Peak finding functions

Peak finding functions are certainly not the end all and be all of assessing peaks in AFM images of surfactant protein D. I am totally disappointed in how they work.  It is so clear that depending upon measures that have preceeded a peak and how big a peak is has LITTLE at all to do with what nature does with proteins (specifically, irregularly placed bumps and twists of varying sizes that can be seen by eye with electron microscopy and AFM and other microscopic media). Not a single peak finding function that I have found has any real comparison to what a trained eye can find (at least at this time).
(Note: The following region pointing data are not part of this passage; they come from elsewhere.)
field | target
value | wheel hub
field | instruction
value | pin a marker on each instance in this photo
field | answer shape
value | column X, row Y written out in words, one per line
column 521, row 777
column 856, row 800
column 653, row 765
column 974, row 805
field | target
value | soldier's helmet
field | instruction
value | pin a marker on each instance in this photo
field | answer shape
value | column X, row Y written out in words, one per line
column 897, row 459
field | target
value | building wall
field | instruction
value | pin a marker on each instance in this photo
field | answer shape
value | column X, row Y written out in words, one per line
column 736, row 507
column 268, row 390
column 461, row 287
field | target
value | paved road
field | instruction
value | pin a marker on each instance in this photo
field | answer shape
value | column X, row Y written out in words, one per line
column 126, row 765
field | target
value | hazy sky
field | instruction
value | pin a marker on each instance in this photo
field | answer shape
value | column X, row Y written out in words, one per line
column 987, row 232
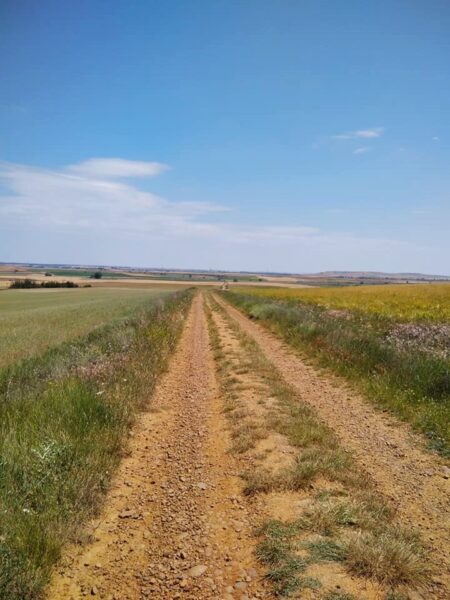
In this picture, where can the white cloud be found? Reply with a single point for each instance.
(374, 132)
(116, 168)
(62, 199)
(124, 224)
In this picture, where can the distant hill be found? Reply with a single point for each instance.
(380, 275)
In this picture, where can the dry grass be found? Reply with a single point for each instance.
(402, 302)
(356, 527)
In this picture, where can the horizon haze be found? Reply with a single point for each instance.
(236, 136)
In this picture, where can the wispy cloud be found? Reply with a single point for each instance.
(366, 134)
(116, 168)
(119, 216)
(73, 198)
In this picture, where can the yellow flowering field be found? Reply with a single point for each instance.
(406, 302)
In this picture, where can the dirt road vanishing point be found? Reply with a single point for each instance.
(176, 523)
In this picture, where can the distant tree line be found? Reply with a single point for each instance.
(28, 284)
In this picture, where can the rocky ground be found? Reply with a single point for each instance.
(176, 524)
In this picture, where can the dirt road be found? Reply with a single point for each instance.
(414, 480)
(176, 523)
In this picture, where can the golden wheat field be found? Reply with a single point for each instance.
(403, 302)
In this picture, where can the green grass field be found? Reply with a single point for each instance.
(392, 342)
(33, 320)
(65, 411)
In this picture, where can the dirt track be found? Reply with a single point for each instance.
(414, 480)
(176, 525)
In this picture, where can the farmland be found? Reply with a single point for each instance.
(64, 412)
(236, 451)
(391, 341)
(33, 320)
(412, 302)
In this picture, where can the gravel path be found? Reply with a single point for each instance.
(416, 481)
(174, 524)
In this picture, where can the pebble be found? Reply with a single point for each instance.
(197, 571)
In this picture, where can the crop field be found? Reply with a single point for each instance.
(392, 341)
(407, 302)
(64, 410)
(211, 395)
(33, 320)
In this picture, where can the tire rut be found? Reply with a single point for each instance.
(174, 524)
(415, 481)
Since the user determines the robotic approach, peaks can vary from 4 to 40 when the eye can see about 15 in a dodecamer regularly.

When I see the divisions of peaks, the numbered peaks, the missed peaks that signal processing produces i think to myself. Why that, or why not this.

Sadly this makes everything I have tried to figure out about unbiased counting, height, width and valley depths, using image processing and peak finding, in surfactant protein D trimers (and dodecamers) is pretty much NOT verifying anything except the fact that they dont work.

Being adaptable mentally just is still a human trait……. how much longer, I dont know. Training seems still to lag behind human abilities.

Things I have noticed:

1– in the trimers, it appears that multiple peaks clustered (maybe 2 or 3) seem to happen when there are (as in the case of the glycosylation site (published data) the three trimers at the glycosylation site have shallow staggered peaks, as if there is a rotary positioning. Seems logical that the lumpy effect would be found when rotating a repeating event (like glycosylation).
2– signal processing functions are not very adaptable, they do not see pattern well, they ignore some peaks and find others in a way that is inflexible

3– N term peak height in the dodecamers and higher multimers shows variation in N term attachments.